The group that oversees the Internet's domain-name system came under heavy fire on Thursday for a decision that critics said kills the concept of public participation and establishes in its stead a paternalistic oligarchy.
At a meeting in Accra, Ghana, the Internet Corporation for Assigned Names and Numbers (ICANN) said that the 500 million people who use the Internet should be given a formal role in helping to oversee the system that guides email and Web browsers around the Internet.
But in a preliminary report, ICANN's board of directors declined to say how it would balance the interests of Internet users with other groups, such as businesses and technical experts. Instead, the board set up a committee to create a specific plan by the time ICANN next meets in Romania in June.
"The Internet will now be run by a body that adheres to principles that otherwise died with the era of Queeen Victoria and King Leopold," said board member Karl Auerbach, a vocal critic of many of ICANN's policies.

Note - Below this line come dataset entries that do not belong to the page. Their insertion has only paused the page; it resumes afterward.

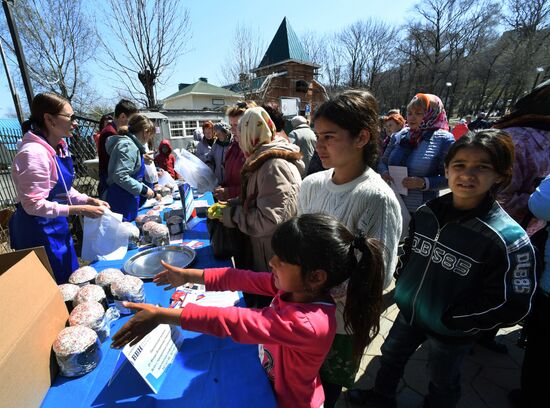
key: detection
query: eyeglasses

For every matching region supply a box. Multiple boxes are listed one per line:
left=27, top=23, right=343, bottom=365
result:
left=56, top=113, right=76, bottom=122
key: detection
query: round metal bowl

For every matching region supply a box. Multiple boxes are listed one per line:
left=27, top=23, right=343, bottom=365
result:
left=124, top=245, right=195, bottom=279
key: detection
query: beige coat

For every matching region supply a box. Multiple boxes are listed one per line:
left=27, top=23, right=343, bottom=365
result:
left=223, top=140, right=304, bottom=271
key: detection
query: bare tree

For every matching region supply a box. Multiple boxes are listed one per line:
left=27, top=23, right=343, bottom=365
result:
left=99, top=0, right=191, bottom=108
left=3, top=0, right=95, bottom=111
left=222, top=23, right=267, bottom=84
left=502, top=0, right=550, bottom=105
left=337, top=21, right=367, bottom=88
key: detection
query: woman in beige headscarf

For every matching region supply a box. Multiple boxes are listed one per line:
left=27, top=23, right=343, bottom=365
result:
left=223, top=107, right=304, bottom=302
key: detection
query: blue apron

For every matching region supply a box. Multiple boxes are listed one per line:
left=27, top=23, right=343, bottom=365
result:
left=107, top=156, right=145, bottom=222
left=10, top=156, right=78, bottom=284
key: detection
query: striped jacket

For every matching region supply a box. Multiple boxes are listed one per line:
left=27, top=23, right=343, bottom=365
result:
left=395, top=193, right=536, bottom=338
left=378, top=127, right=455, bottom=213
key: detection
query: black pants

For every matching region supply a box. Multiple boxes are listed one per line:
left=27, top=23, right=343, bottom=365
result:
left=521, top=292, right=550, bottom=408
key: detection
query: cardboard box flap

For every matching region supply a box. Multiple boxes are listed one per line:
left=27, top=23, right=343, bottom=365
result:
left=0, top=247, right=55, bottom=280
left=0, top=252, right=68, bottom=364
left=0, top=248, right=68, bottom=407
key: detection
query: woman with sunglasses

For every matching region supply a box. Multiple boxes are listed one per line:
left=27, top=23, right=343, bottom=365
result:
left=10, top=93, right=109, bottom=283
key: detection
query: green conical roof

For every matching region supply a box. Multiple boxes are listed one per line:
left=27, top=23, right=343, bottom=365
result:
left=256, top=17, right=312, bottom=69
left=164, top=81, right=240, bottom=100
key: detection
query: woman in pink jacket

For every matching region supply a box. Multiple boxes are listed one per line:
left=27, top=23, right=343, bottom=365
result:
left=10, top=93, right=108, bottom=283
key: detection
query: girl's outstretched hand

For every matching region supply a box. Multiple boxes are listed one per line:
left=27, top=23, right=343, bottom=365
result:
left=111, top=302, right=160, bottom=348
left=153, top=261, right=204, bottom=290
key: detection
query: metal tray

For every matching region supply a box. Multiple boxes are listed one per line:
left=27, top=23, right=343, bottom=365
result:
left=124, top=245, right=195, bottom=279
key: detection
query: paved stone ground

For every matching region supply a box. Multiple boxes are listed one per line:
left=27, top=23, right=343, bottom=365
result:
left=336, top=286, right=523, bottom=408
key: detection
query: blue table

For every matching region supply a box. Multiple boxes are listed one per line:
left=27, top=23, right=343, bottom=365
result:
left=42, top=196, right=276, bottom=408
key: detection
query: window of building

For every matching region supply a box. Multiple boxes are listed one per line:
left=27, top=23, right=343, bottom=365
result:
left=169, top=120, right=184, bottom=139
left=185, top=120, right=199, bottom=137
left=170, top=119, right=216, bottom=139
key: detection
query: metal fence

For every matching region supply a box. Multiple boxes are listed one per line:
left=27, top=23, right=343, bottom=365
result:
left=0, top=116, right=99, bottom=254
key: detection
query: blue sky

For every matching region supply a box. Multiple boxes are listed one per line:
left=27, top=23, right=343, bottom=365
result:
left=0, top=0, right=416, bottom=118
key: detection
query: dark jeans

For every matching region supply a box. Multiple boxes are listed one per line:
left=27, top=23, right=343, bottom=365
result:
left=321, top=378, right=342, bottom=408
left=374, top=313, right=474, bottom=408
left=521, top=293, right=550, bottom=408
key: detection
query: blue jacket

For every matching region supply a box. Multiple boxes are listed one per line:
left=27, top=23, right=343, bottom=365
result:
left=529, top=176, right=550, bottom=296
left=395, top=193, right=536, bottom=338
left=378, top=127, right=455, bottom=213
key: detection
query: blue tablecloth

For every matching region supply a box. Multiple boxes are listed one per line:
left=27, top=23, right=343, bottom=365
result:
left=41, top=194, right=276, bottom=408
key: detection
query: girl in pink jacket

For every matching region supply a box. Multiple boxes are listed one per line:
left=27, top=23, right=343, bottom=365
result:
left=112, top=214, right=384, bottom=408
left=10, top=93, right=109, bottom=283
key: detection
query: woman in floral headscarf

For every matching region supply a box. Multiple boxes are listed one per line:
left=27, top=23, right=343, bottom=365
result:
left=378, top=93, right=455, bottom=213
left=223, top=107, right=305, bottom=302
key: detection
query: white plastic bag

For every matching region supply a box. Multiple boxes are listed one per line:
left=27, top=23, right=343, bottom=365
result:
left=177, top=149, right=218, bottom=193
left=82, top=210, right=128, bottom=261
left=390, top=181, right=411, bottom=241
left=158, top=169, right=176, bottom=186
left=143, top=163, right=159, bottom=184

"My board seat, and those of the other four elected board members, will simply vaporise this fall, with no replacements, no elections ... no nothing," continued Auerbach in a statement issued in the wake of the decision. "ICANN will be reduced to a body run by those who have today proclaimed themselves to be our self-designated 'betters', who know better than we do what is best for you and me."

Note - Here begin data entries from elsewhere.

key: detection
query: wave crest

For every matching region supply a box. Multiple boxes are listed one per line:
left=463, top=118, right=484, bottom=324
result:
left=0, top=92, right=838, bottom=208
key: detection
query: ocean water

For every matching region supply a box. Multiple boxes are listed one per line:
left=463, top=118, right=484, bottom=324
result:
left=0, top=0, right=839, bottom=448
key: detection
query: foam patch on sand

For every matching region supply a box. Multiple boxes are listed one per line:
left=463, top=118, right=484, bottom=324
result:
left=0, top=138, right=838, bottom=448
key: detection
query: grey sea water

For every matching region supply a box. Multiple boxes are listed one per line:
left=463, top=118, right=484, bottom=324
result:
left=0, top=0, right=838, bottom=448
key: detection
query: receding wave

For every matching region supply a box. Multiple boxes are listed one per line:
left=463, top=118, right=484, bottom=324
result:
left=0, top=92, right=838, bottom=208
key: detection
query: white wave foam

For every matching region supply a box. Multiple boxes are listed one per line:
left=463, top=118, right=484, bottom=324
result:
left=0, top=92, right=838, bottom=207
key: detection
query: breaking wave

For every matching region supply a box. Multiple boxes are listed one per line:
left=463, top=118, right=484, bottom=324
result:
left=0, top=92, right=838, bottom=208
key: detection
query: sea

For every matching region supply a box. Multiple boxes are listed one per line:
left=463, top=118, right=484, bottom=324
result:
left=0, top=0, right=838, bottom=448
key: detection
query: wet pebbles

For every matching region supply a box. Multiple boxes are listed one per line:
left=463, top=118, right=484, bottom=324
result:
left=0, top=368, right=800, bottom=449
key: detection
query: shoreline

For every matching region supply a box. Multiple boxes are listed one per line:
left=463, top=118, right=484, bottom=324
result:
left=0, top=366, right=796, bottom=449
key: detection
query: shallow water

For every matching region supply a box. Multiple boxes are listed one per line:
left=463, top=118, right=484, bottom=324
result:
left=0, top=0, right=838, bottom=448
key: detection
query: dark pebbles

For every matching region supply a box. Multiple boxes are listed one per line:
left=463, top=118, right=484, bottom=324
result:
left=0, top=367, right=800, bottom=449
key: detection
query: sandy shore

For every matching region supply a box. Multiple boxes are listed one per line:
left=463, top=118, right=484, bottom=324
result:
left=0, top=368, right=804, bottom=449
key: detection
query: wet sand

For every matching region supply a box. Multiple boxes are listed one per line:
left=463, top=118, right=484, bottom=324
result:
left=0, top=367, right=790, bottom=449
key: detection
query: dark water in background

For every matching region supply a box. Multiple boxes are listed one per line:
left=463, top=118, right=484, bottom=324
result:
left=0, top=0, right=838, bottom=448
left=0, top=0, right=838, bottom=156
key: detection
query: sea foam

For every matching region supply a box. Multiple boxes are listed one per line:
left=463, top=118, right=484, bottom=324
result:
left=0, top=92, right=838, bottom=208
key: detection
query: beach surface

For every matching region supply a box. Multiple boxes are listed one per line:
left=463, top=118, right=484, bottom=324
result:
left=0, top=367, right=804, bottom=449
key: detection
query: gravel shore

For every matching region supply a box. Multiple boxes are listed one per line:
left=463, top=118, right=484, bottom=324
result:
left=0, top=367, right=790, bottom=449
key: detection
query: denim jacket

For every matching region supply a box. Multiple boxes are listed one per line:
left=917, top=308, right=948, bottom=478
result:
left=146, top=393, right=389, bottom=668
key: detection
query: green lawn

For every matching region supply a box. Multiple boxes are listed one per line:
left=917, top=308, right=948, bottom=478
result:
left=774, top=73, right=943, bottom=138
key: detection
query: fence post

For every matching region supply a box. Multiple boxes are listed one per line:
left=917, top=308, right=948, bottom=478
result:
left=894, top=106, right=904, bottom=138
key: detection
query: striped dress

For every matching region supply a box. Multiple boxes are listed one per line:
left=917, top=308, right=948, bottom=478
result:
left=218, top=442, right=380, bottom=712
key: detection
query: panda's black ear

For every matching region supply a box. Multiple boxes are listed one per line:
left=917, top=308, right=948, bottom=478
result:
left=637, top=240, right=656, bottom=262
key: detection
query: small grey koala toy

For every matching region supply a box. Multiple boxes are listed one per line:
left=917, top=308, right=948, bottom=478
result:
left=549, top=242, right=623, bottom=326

Auerbach said the board's action eliminates the idea of an at-large membership, rather than establishing it. "The faux at-large that the board resolution calls for are nothing but external clubs that have no role in ICANN and play no role in the choosing of the board of directors or play any role in the development of Internet policy. The use of the name 'at-large' is purely a fig leaf to cover a policy that is naked of even the slightest hint of democracy."
ICANN said it is not convinced that global elections are the best way to choose board seats, given their high expense and vulnerability to fraud. "The board is not persuaded that global elections are the only or the best means of achieving public representation for the informed participation of Internet users in the ICANN process," the directors said in a formal resolution.

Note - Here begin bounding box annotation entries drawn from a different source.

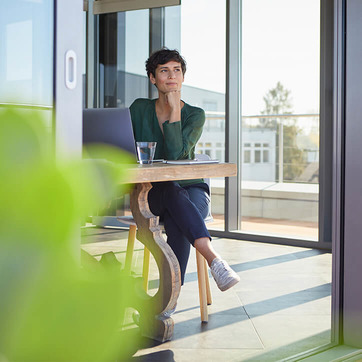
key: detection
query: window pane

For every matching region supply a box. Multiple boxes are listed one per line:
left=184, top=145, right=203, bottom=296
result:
left=0, top=0, right=53, bottom=130
left=240, top=0, right=320, bottom=240
left=0, top=0, right=53, bottom=106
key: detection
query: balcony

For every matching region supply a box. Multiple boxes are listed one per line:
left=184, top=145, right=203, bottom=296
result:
left=82, top=227, right=332, bottom=361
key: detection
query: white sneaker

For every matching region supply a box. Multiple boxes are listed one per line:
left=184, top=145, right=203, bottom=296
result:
left=210, top=258, right=240, bottom=292
left=159, top=305, right=176, bottom=318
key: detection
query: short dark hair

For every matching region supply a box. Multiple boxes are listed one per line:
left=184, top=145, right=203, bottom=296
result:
left=146, top=48, right=186, bottom=77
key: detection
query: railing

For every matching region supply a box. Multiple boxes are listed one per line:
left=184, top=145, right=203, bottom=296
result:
left=202, top=112, right=319, bottom=184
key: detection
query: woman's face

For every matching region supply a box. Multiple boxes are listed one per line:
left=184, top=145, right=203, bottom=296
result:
left=150, top=60, right=184, bottom=93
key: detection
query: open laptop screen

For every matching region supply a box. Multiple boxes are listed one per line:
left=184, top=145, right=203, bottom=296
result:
left=83, top=108, right=137, bottom=160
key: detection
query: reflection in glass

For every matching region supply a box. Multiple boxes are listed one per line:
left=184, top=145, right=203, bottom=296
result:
left=0, top=0, right=53, bottom=106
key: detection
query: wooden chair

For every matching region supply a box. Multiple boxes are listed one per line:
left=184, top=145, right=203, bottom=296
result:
left=117, top=154, right=213, bottom=323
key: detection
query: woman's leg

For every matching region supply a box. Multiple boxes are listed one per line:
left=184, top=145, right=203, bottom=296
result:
left=148, top=182, right=210, bottom=284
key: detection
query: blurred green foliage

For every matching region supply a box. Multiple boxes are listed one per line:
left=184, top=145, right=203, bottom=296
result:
left=0, top=108, right=138, bottom=361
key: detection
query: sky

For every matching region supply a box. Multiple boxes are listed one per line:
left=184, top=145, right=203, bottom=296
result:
left=181, top=0, right=320, bottom=115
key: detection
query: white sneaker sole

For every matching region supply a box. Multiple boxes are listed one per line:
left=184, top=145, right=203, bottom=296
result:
left=218, top=277, right=240, bottom=292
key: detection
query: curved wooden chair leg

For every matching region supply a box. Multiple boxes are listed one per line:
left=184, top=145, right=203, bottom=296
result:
left=203, top=257, right=212, bottom=305
left=142, top=247, right=150, bottom=293
left=196, top=250, right=209, bottom=323
left=124, top=225, right=137, bottom=274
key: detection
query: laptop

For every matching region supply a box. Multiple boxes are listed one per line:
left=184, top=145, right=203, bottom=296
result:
left=83, top=108, right=219, bottom=165
left=83, top=108, right=137, bottom=162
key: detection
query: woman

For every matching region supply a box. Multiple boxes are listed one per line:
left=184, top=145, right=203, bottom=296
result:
left=130, top=48, right=240, bottom=291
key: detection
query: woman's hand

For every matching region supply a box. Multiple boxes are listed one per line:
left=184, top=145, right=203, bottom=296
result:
left=165, top=90, right=181, bottom=112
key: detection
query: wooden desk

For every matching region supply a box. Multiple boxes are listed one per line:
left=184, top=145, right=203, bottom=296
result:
left=128, top=163, right=237, bottom=342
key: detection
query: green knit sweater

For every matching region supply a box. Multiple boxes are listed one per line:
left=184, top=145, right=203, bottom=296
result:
left=130, top=98, right=205, bottom=186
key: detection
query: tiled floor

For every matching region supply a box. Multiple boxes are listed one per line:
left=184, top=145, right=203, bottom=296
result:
left=82, top=228, right=332, bottom=362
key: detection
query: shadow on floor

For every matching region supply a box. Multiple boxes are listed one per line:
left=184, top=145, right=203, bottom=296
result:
left=129, top=349, right=175, bottom=362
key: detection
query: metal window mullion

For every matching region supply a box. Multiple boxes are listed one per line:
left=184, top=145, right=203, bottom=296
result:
left=330, top=0, right=345, bottom=343
left=225, top=0, right=241, bottom=231
left=148, top=8, right=165, bottom=98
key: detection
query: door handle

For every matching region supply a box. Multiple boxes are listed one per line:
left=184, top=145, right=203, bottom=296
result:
left=65, top=50, right=77, bottom=90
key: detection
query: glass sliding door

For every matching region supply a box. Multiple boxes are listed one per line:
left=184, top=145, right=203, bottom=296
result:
left=239, top=0, right=320, bottom=241
left=98, top=9, right=149, bottom=108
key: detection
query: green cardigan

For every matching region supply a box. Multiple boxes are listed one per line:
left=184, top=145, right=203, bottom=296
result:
left=130, top=98, right=205, bottom=186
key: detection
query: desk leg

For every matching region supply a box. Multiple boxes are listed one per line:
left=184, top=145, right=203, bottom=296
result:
left=131, top=183, right=181, bottom=342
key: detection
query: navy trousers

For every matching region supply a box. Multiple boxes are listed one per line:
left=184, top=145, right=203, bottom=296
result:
left=148, top=182, right=211, bottom=284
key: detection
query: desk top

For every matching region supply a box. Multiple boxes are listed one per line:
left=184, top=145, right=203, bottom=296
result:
left=127, top=163, right=237, bottom=183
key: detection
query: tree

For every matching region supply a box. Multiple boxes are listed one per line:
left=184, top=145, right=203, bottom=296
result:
left=259, top=82, right=304, bottom=181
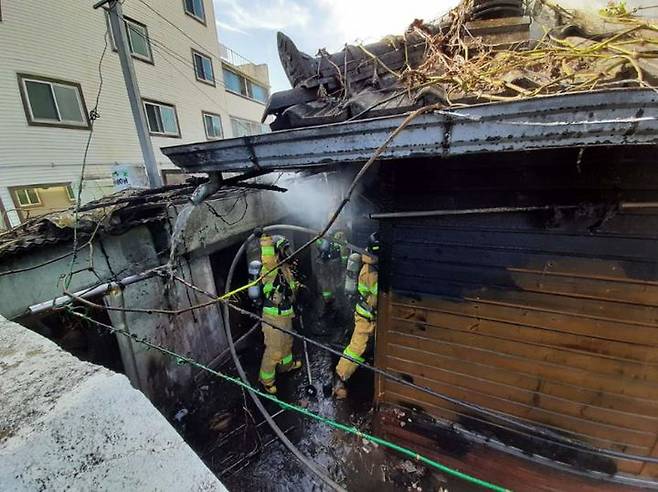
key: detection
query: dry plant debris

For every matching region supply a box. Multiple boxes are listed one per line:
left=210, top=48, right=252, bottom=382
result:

But Auerbach reserved his most fierce criticism language used by ICANN to announce its decision, calling it "Newspeak Orwellian".
In its announcement, ICANN said it is "in the process of considering wholesale restructuring, and the resolution instructs the Board Committee on Restructuring to ensure that their ongoing efforts at crafting a blueprint for ICANN reform include workable mechanisms and procedures that enable meaningful opportunities for participation by the full range of Internet users, and an appropriate role for those interests in ICANN's coordinating and management structures."
But down near the end of the announcement, ICANN said: "While the board, today, made clear that there would be no direct elections to fill At-Large board seats at this time, it left open the possibility of future At-Large elections."